UK’s Johnson, Trump, discuss potential of G-7 meeting
LONDON (AP) — British Prime Minister Boris Johnson and U.S. President Donald Trump discussed the possibility Friday of meeting in person at the upcoming G-7 gathering in the United States — a session called into question by the global COVID-19 pandemic.
Trump said last week he’s considering holding a meeting in the U.S. with the leaders of the world’s major economies after all.
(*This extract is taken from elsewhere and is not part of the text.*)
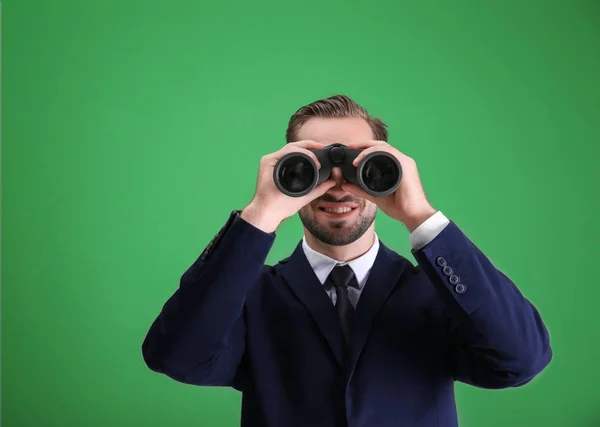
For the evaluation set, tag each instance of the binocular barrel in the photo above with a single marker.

Trump had scheduled the Group of Seven summit for June 10-12 at Camp David, the presidential retreat in Maryland.
Then in March, he canceled the annual meeting because of the pandemic and said that the leaders would talk by video conference instead.
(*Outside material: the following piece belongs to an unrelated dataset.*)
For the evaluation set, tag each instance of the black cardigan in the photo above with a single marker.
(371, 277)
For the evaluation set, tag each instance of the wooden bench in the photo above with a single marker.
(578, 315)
The announcement was the latest effort by Trump to signal to the nation that the U.S. economy is getting back up to speed after shutdowns meant to slow the spread of COVID-19.
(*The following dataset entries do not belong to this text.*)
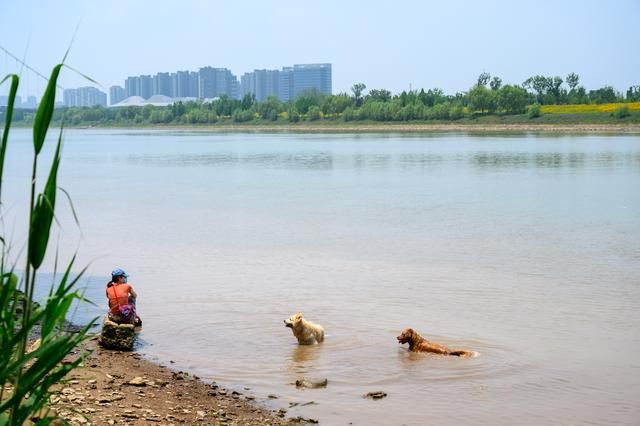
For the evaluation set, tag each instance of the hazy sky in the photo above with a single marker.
(385, 44)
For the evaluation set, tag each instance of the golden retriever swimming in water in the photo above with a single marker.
(417, 343)
(305, 331)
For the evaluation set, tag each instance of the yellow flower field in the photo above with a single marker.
(582, 109)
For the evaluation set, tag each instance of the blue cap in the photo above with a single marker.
(119, 272)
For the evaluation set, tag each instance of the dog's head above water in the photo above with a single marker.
(293, 320)
(406, 336)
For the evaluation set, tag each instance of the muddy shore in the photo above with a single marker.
(113, 387)
(455, 127)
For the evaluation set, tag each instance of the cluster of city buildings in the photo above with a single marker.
(211, 83)
(84, 96)
(30, 103)
(207, 83)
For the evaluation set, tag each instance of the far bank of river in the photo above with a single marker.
(381, 127)
(573, 128)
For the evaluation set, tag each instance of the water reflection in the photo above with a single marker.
(303, 358)
(299, 160)
(327, 160)
(552, 160)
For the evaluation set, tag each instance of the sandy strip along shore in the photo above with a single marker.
(574, 128)
(121, 388)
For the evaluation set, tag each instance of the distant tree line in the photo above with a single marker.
(488, 96)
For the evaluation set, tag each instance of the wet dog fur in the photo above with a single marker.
(418, 343)
(305, 331)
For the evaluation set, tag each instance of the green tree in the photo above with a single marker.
(495, 83)
(573, 80)
(481, 99)
(606, 94)
(314, 113)
(379, 95)
(512, 99)
(357, 90)
(248, 101)
(307, 99)
(483, 79)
Johnson’s Downing Street office said in a statement Friday that the two leaders also discussed the importance of international cooperation to develop a vaccine for the new coronavirus, in hopes of restoring some sense of normalcy to global affairs.
Johnson invited Trump to take part in the Global Vaccine Summit that the UK is hosting on 4 June.
The two leaders also denounced China’s plan to impose national security legislation on Hong Kong, describing it as undermining Hong Kong’s autonomy and the “One Country, Two Systems” framework.
China officially ratified a plan Thursday to write a national security law for Hong Kong that would outlaw secession, subversion and foreign interference in the semi-autonomous territory. Critics say the move, which follows months of often-violent protests in the city, will effectively put an end to the core values that set the former British colony apart from the rest of China.